Sunday, July 22, 2018

The pedanía at play

Each of the little villages associated with the small town of Pinoso, the pedanías, have a weekend fiesta sometime over the summer. It's the turn of Culebrón this weekend. It's happening now.

So far we haven't been to anything that's been put on at this year's fiesta and I suspect that we won't be going over for the rest of the event tomorrow. To be honest the programme isn't that important, it's more the idea that the village is as full as it ever gets, that people are around and that they do things together with a lot of laughing as a part of the recipe. In the past the event had a sort of curtain raiser in a meal organised by the Neighbourhood Association the weekend before but that hasn't happened twice in a row now, possibly because of differences of opinion between a couple of key village personalities. As I haven't rejoined the Association this year I wouldn't be able to attend even if it had happened!

People who have a "weekend home" in the village will use it this weekend if they ever do. When the football competition was on I'm sure some of the spectators had time for a chat and maybe a beer. Whilst the children were served cake with chocolate the adults probably chatted and sat around, maybe with a beer. I've only glanced at the programme for this year but it hasn't changed much over the past few years. The big events are the meal on the Saturday and the mass and procession on the Sunday where the figures of San Jaime and San José are paraded around the village. Since 2013 there has also been a walking and running race that attracts a lot of competitors and fills the village in a way that doesn't happen on any other day of the year.

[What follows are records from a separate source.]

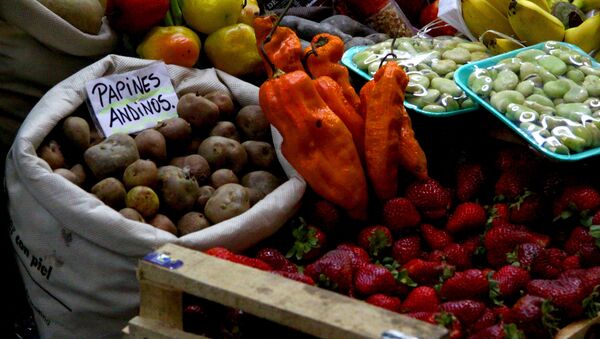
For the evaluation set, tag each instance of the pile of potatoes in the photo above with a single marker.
(209, 164)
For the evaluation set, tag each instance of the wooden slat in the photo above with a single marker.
(306, 308)
(144, 328)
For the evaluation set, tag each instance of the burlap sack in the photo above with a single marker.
(78, 256)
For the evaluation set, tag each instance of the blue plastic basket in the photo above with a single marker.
(461, 77)
(347, 61)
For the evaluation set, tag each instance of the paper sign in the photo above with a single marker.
(133, 101)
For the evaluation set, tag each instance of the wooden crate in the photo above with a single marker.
(305, 308)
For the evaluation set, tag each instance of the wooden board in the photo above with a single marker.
(305, 308)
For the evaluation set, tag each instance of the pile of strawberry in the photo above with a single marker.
(512, 250)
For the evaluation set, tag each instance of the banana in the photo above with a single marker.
(532, 24)
(586, 35)
(480, 16)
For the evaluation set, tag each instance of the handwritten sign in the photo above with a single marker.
(133, 101)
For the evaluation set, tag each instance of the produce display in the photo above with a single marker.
(430, 65)
(551, 93)
(210, 164)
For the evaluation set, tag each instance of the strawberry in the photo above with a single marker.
(503, 237)
(296, 276)
(375, 239)
(508, 281)
(511, 184)
(334, 270)
(309, 242)
(425, 272)
(466, 311)
(421, 299)
(579, 198)
(487, 319)
(435, 237)
(400, 213)
(457, 255)
(406, 249)
(430, 197)
(223, 253)
(527, 209)
(549, 263)
(276, 260)
(465, 285)
(582, 243)
(566, 293)
(385, 301)
(371, 278)
(325, 215)
(466, 217)
(470, 179)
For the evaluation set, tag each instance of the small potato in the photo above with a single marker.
(225, 129)
(228, 201)
(140, 173)
(221, 152)
(197, 166)
(131, 214)
(225, 103)
(253, 124)
(261, 155)
(262, 181)
(163, 222)
(223, 176)
(192, 222)
(77, 131)
(200, 112)
(67, 174)
(111, 191)
(151, 144)
(205, 193)
(52, 154)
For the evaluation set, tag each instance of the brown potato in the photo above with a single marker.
(192, 222)
(200, 112)
(151, 144)
(252, 123)
(52, 154)
(225, 129)
(261, 155)
(225, 103)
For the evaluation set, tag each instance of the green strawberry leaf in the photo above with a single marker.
(591, 304)
(512, 332)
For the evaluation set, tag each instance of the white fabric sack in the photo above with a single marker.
(77, 256)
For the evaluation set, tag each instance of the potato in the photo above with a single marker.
(52, 154)
(152, 145)
(111, 191)
(228, 201)
(262, 181)
(200, 112)
(253, 124)
(163, 222)
(131, 214)
(197, 166)
(221, 152)
(205, 193)
(224, 102)
(225, 129)
(144, 200)
(223, 176)
(140, 173)
(111, 156)
(77, 132)
(261, 155)
(192, 222)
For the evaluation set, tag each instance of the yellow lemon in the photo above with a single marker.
(233, 49)
(207, 16)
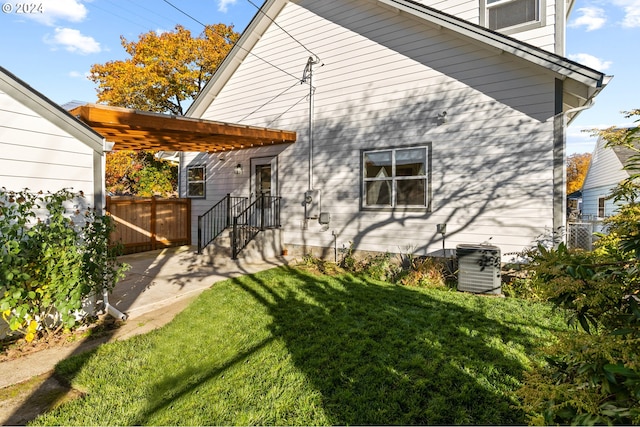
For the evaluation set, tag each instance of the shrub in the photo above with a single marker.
(424, 273)
(51, 263)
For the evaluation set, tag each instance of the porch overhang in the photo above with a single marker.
(130, 129)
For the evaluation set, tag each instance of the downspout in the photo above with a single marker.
(586, 106)
(108, 308)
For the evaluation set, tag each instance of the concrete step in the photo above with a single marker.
(266, 245)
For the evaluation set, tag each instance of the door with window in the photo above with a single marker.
(265, 187)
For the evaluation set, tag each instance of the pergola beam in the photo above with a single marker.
(138, 130)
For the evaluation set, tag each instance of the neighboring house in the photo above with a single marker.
(419, 115)
(44, 148)
(604, 174)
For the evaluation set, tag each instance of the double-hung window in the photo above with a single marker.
(601, 207)
(502, 14)
(196, 181)
(396, 177)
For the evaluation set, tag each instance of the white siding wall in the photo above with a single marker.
(383, 83)
(36, 154)
(221, 178)
(605, 172)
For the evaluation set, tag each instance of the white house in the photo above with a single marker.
(604, 174)
(409, 115)
(44, 148)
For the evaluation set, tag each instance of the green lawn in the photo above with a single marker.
(288, 347)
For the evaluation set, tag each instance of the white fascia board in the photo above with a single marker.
(250, 36)
(49, 110)
(558, 64)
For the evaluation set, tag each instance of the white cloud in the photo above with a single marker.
(78, 75)
(57, 10)
(223, 5)
(73, 41)
(593, 18)
(631, 12)
(590, 61)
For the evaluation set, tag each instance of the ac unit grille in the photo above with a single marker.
(479, 269)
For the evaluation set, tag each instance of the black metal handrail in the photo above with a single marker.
(214, 221)
(263, 213)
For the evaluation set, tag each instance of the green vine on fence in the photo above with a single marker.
(55, 254)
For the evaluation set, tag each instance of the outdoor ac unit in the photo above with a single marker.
(479, 269)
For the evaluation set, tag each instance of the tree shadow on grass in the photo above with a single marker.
(384, 354)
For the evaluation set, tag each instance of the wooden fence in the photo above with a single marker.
(145, 224)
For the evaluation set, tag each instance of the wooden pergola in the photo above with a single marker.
(139, 130)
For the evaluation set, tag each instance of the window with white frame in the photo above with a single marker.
(396, 177)
(196, 181)
(601, 205)
(501, 14)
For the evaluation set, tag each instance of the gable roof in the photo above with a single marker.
(580, 83)
(49, 110)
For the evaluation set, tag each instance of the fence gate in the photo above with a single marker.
(145, 224)
(580, 235)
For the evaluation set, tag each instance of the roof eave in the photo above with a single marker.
(28, 96)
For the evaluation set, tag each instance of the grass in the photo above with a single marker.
(289, 347)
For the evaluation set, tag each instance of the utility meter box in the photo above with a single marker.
(312, 204)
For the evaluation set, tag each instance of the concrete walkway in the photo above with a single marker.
(159, 285)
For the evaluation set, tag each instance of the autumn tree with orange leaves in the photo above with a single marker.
(164, 73)
(577, 166)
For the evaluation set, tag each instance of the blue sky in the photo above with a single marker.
(53, 51)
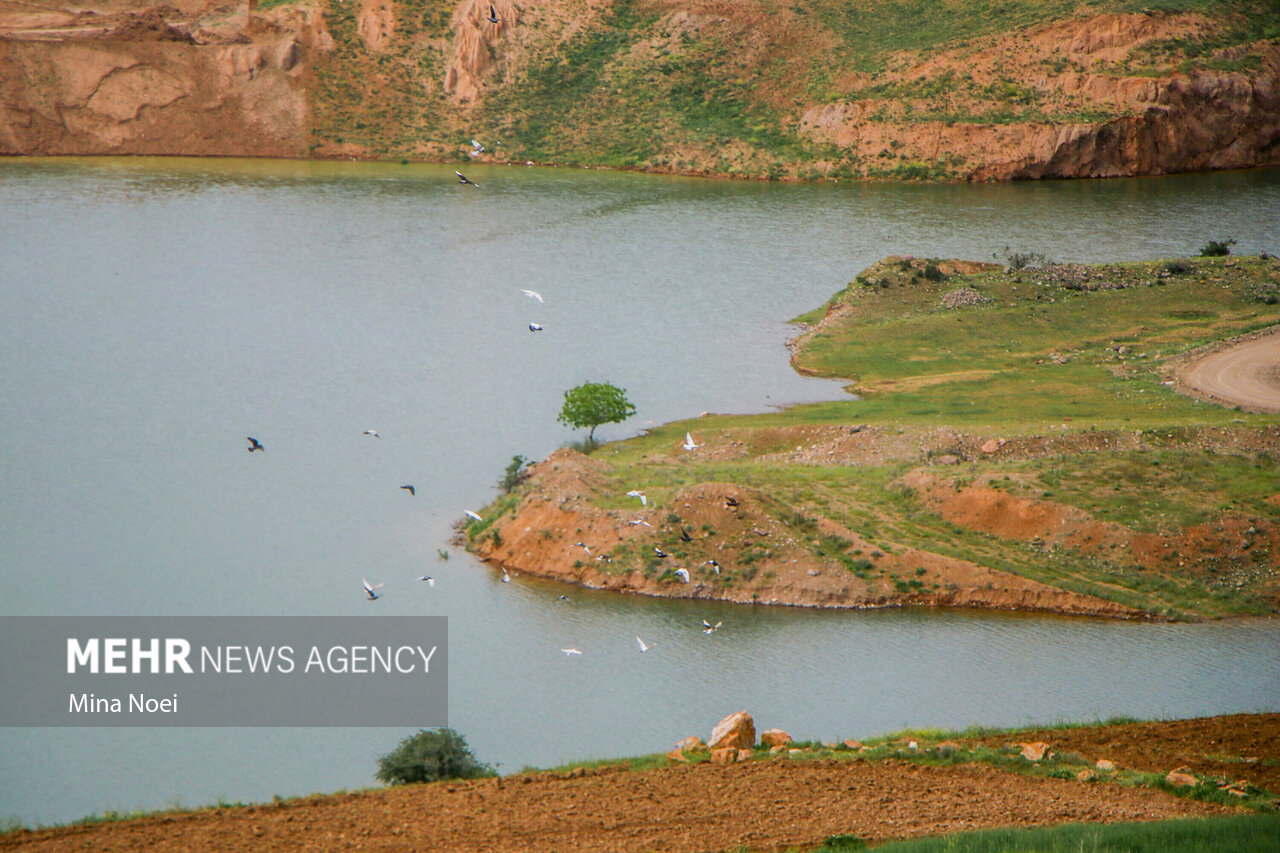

I can hear the after dinner music now, as I type. We would usually be there but the last couple of times it has all been a bit lacklustre and we have had our incomer status emphasised in various and subtle ways.

I was very clear to Maggie that I didn't want to go but she thought we should. Her argument centred around the fact that we live here. So, at the last minute, and way past the closing date for reserving a place, Maggie made an effort to book us in for the meal. She phoned, texted and sent another message but the pedánea, a sort of village mayoress didn't reply.